Le donne fanno bene a tirarsela?

0

Molto spesso quando a noi uomini piace una donna ma questa non ci dà l’attenzione che vorremmo, siamo soliti dire: “è una che se la tira”.

Ma è d’obbligo fare un distinguo. Se il tirarsela della donna in questione, corrisponde a un comportamento presuntuoso e maleducato, c’è poco da dire, a livello umano si sarà rivelata una persona di scarso valore.

Se invece questa limitata attenzione, è dettata da un temporeggiare che a noi sembra eccessivo, dobbiamo metterci nei panni dell’altra persona.
Innanzitutto, una donna affascinante, bella o interessante se la può tirare, perché può scegliere. Sicuramente avrà più di un corteggiatore, più di uno spasimante e quindi valuterà bene con chi trascorrere il proprio tempo e a chi dedicare le proprie energie.

Così come qualcuno che ha a disposizione cento euro per una bella cena, non va nel primo ristorante che capita, ma sceglie con attenzione dove andare e quali piatti degustare.

E’ normale quindi che se una persona può, sceglie. Niente di scandaloso direi.

Seconda motivazione che legittima il possibile “tirarsela” (quando non è maleducazione, ripeto) è quella di un maggior rischio di delusione a livello sessuale. Mi spiego.

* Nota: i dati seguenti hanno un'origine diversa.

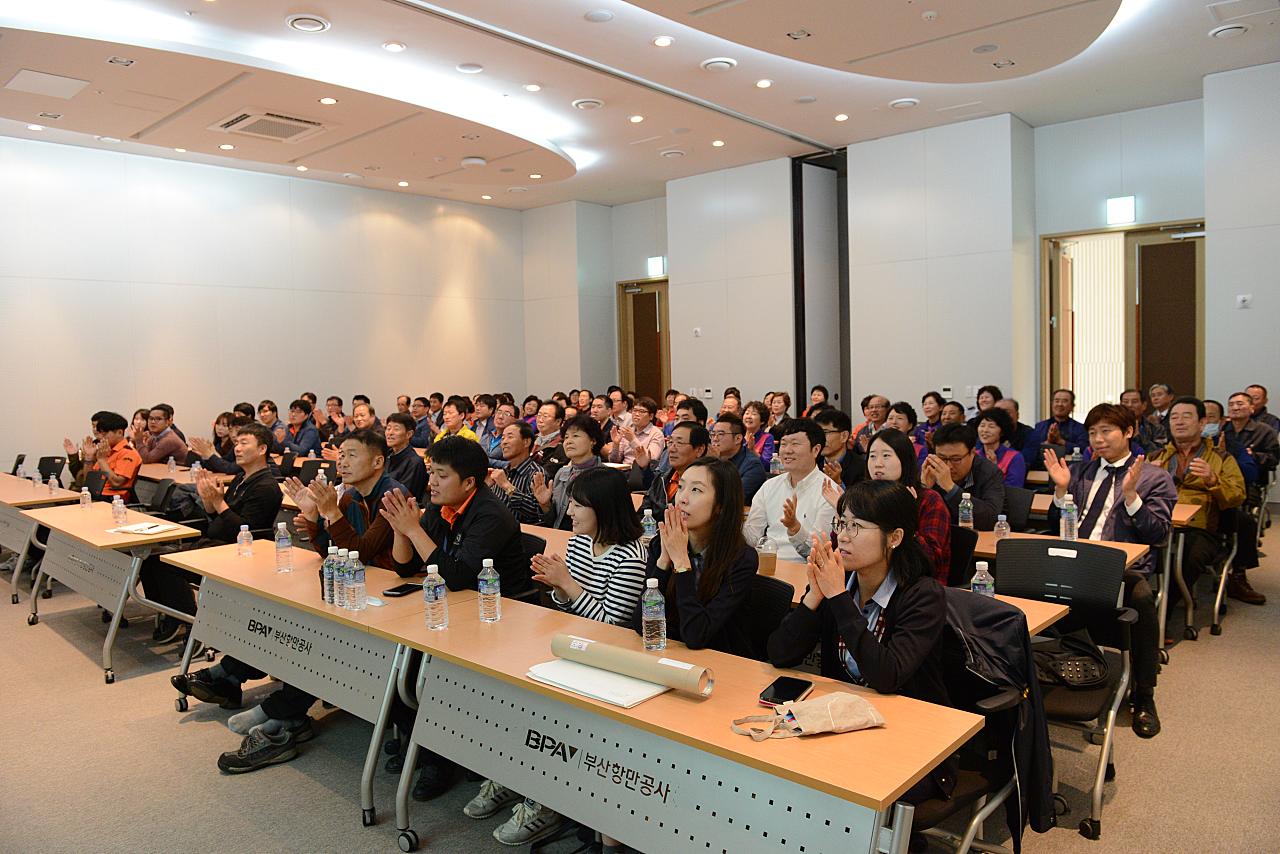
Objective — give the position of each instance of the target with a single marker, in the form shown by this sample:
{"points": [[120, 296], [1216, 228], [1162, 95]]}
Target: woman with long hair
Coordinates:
{"points": [[703, 563], [883, 625]]}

Un uomo che va con una donna, anche se lei non è particolarmente performante tra le lenzuola, una forma di godimento e di piacere, bene o male riesce a procurarsela.

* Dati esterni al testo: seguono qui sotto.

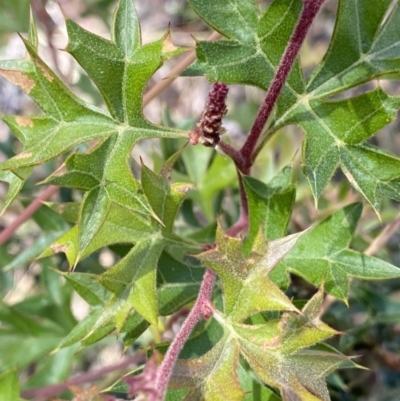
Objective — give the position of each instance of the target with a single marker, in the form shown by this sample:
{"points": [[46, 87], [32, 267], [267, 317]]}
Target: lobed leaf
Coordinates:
{"points": [[335, 131], [321, 255]]}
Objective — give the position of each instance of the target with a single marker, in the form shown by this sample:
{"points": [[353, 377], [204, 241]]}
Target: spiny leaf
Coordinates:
{"points": [[269, 205], [9, 385], [279, 351], [16, 180], [211, 377], [120, 68], [252, 53], [362, 51], [335, 132], [322, 255], [247, 289]]}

Viceversa, una donna che va a letto con un uomo per la prima volta, ha molte più incognite da affrontare; lui potrebbe essere impacciato, insicuro, di breve durata, con dimensioni sotto lo standard, senza un’erezione adeguata, egoista ecc. In ognuno di questi casi ahimè non rari, la donna rimarrebbe delusa e insoddisfatta.

Va da sé che anche questo, può essere un elemento che le porta ad una maggiore riflessione. Una donna rischia una possibile delusione solo se ne vale davvero la pena. Poi ci possono stare anche le scelte d’istinto naturalmente, che rientrano comunque nel concetto del “ne vale la pena”.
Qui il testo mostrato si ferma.